Figure 2: Total Execution Time of 5 data processing for Modin and Pandas

The benchmark exposes two standout advantages of Modin versus Pandas:

Significant speedups on large workloads: For datasets on the order of ~1.6 million rows, Modin completes the five core processing steps over 5× faster than Pandas, demonstrating clear benefits for large-scale data pipelines.
Superior scalability: When data volume increases tenfold, Modin’s total processing time grows by approximately 6×, whereas Pandas exhibits nearly linear growth. This sub-linear scaling highlights Modin’s ability to leverage parallel execution more effectively as datasets expand.

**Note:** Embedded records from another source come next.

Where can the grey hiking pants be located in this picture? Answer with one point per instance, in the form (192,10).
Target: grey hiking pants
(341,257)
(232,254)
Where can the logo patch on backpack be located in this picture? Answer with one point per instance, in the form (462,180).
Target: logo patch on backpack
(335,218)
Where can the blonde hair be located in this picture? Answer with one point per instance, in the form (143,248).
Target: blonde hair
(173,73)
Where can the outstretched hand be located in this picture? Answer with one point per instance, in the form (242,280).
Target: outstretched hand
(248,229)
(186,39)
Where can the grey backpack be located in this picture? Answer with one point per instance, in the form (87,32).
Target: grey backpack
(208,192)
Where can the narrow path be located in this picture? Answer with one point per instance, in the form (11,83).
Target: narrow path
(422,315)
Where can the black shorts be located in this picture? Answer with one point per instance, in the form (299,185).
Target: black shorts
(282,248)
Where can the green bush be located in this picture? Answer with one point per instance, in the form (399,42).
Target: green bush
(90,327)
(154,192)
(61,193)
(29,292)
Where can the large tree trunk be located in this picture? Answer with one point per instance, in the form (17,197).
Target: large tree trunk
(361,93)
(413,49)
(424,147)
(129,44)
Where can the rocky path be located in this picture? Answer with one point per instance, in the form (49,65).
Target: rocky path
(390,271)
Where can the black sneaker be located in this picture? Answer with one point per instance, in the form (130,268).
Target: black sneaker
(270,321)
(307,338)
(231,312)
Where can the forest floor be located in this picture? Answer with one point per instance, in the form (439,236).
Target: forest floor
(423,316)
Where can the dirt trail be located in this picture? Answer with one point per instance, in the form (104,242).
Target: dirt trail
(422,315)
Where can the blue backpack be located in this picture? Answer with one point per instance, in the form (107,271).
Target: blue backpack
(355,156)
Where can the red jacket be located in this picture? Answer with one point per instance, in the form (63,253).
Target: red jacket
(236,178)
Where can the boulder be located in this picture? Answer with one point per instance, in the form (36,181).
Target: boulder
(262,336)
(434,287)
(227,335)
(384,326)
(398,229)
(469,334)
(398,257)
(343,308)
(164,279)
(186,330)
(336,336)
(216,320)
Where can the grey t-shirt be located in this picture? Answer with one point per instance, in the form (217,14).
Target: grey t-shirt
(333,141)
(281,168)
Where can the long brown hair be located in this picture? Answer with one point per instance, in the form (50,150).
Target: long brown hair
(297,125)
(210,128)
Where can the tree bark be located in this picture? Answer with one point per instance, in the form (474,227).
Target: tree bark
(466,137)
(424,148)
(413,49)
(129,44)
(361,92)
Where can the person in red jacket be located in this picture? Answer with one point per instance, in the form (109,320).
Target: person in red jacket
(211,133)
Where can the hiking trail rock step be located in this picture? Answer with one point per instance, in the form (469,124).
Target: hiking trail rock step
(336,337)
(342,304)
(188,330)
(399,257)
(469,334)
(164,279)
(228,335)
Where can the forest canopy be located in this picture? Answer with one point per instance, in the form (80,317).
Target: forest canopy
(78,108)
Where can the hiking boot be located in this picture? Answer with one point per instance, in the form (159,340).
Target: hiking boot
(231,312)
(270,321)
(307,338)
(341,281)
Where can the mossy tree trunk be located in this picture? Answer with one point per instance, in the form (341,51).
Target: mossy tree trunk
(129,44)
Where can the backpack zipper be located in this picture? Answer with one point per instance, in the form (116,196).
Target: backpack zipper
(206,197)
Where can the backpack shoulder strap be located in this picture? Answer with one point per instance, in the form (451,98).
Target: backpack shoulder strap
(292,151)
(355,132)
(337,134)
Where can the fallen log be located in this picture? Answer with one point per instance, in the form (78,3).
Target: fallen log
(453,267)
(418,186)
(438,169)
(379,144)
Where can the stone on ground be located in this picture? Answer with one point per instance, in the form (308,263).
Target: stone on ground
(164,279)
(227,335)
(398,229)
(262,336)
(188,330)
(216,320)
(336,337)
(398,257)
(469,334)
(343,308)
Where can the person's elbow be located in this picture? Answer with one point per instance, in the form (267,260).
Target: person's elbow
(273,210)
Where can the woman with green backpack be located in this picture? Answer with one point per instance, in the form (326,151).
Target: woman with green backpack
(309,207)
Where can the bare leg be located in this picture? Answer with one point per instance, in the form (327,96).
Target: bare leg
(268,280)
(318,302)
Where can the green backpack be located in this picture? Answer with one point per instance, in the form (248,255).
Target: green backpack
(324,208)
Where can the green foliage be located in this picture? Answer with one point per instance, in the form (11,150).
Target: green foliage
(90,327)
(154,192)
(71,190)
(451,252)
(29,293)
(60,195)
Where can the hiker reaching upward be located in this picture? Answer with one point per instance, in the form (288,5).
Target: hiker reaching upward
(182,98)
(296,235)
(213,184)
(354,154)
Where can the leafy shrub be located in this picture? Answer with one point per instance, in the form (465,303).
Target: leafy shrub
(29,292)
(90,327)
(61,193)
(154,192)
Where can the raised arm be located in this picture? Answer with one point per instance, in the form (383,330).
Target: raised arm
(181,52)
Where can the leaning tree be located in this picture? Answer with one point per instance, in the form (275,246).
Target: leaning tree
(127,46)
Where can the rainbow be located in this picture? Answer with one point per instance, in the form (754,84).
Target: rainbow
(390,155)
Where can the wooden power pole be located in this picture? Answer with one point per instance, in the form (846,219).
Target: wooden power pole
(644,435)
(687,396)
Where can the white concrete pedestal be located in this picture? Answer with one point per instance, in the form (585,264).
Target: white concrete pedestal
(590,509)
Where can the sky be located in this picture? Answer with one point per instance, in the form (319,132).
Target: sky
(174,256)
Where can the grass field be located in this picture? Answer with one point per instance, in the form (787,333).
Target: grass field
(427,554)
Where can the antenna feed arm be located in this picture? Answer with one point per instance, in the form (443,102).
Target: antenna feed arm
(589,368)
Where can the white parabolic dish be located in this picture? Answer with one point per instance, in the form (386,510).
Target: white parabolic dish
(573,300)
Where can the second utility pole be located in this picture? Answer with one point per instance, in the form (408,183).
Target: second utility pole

The following figure breaks down performance by operation, showing Modin’s execution time ratios (blue bars) relative to Pandas’ baseline (orange = 1×).

Figure 3: Modin vs Pandas Break Down for 4 data processing and normalized by Modin execution time

Digging into the per-operation benchmarks reveals a nuanced performance story:

Modin delivers substantial speedups for I/O-bound and many transformation tasks as data grows:
- For operations like reading data (read_data), concatenation (concatenate_data), and custom/apply patterns (lambda_operation), Modin outperform Pandas consistently. For example, at ~1.6 M rows, Modin can be 3–19× faster than Pandas depending on the operation. This reflects Modin’s parallel CSV parsing and partitioned task execution across cores.
Certain operations retain Pandas’ advantage due to lower overhead or more efficient single-threaded paths:
- Simple arithmetic on small data:
  For small DataFrames (e.g., 100k rows), Pandas often outperforms Modin on lightweight vectorized computations because Modin’s parallel engine startup and scheduling overhead dominate at this scale. However, Modin overtakes once size grows beyond a few hundred thousand rows.
- Group-by aggregation:
  Across all tested sizes, Pandas shows much lower execution time for the group-by operation, indicating that for this specific pattern, Pandas’ optimized single-threaded path (with minimal scheduling overhead) remains more efficient than Modin’s partitioned aggregation, which incurs inter-process coordination costs.
  
  This suggests keeping Pandas for small-scale arithmetic tasks and for group-by–heavy workloads, while using Modin for large-scale I/O and transformation pipelines where its parallelism yields clear benefits.

Conclusion

The execution-time benchmarks demonstrate that Modin’s parallel, partitioned architecture yields substantial benefits for large-scale data processing, while Pandas remains preferable for smaller workloads and certain operations. Specifically, for moderate-to-large datasets (e.g., hundreds of thousands to millions of rows),

Modin consistently outperforms Pandas on I/O-bound tasks (e.g., CSV/Parquet reads) and compute-intensive transformations (e.g., vectorized arithmetic, concatenation, and custom-function apply), often achieving multiple-fold speedups as data size grows. Moreover, Modin exhibits sub-linear scaling: as data volume increases tenfold, its total processing time grows by a factor significantly less than ten, whereas Pandas’ single-threaded execution shows near-linear growth, causing processing times to escalate rapidly.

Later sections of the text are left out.